Dalam berita langsung yang menjadi inspirasi saya untuk menulis artikel ini, dikatakan bahwa Iskandar Zulkarnain menganggap tol ini efektif karena genangan banjir lebih cepat surut. Ia membandingkan dengan keadaan sebelum adanya tol air di mana sebelumnya jika terjadi banjir di siang hari, banjir baru surut saat malam hari. Namun dengan adanya tol air, banjir dapat surut dalam waktu yang lebih cepat dari itu.
Namun teknologi tol air ini diperkirakan hanya memindahkan masalah saja. Ada yang menilai sebagai solusi parsial, berjalan sebagai solusi jangka pendek saja, juga tidak sesuai dengan kaidah ekologis. Taufan Suranto kembali mengatakan adanya tol air ini berarti ada perubahan kecepatan air mengalir. Menurutnya inovasi ini sebenarnya bisa tetap diajukan tetapi dengan penyesuaian konsep penanganan dari pusat. Di mana sebaiknya Pemkot melakukam koordinasi terlebih dahulu.
Selain teknologi tol air ini sebenarnya masih banyak solusi lain dari Pemkot.
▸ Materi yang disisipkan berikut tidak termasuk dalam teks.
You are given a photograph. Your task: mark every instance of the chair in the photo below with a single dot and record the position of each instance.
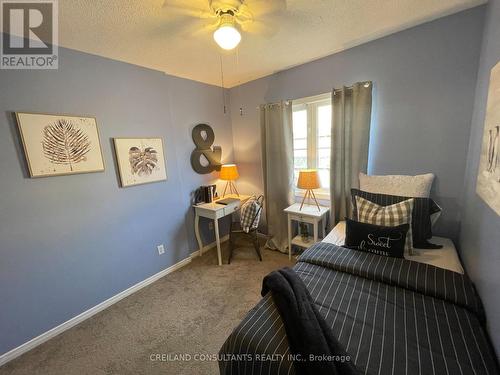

Mulai dari pembangunan rumah pompa, pembesaran gorong-gorong, dan danau buatan raksasa yang menjadi solusi jangka panjang dari Ridwan Kamil dalam menangani banjir.
Semua program ini memasuki tahap pembangunan, di mana perbaikan gorong-gorong sudah mulai berjalan di 19 titik daerah di Bandung dan rumah pompa yang dikabarkan pembangunannya sedang berjalan setelah akhir September lalu selesai pelelangannya. Rencananya rumah pompa baru akan dibangun lagi di daerah Penyileukan dan Citepus.
Program ini juga menjadi harapan warga dalam menghadapi banjir. Jika sesuai dengan kontrak perjanjian, pengoprasian rumah pompa ini mulai bisa dilakukan di akhir tahun 2016.
Peran Masyarakat DibutuhkanIronisnya, jika kita sebagai warga Bandung mau sedikit mengintrospeksi diri dan tidak egois, kita akan sadar bahwa penyebab banjir tidak hanya disebabkan oleh buruknya cuaca dan drainase yang buruk. Faktor tangan manusia merupakan penyebab lain yang harus diakui, menyadari bahwa kita juga yang sedikit banyak “berkontribusi” dalam peristiwa banjir ini.
Hal ini seakan secara sengaja diabaikan karena masyarakat hanya bisa berkomentar dan terus meminta solusi dari pemerintah. Padahal warga Bandung sendiri bisa memberikan kontribusi langsung tanpa menunggu aksi dari pemerintah. Jika kita mau berpikir sedikit, banyak hal yang bisa dilakukan untuk mencegah banjir Bandung.
Salah satunya dengan berhenti membuang sampah sembarangan. Perintah ini terkesan disepelekan oleh manusia-manusia yang mengaku selalu mematuhinya padahal kenyataannya tidak. Mereka membuang sampah di tempat yang dilumrahkan menjadi tempat pembuangan, padahal tidak semua tempat berkumpulnya sampah itu menjadi tempat sampah.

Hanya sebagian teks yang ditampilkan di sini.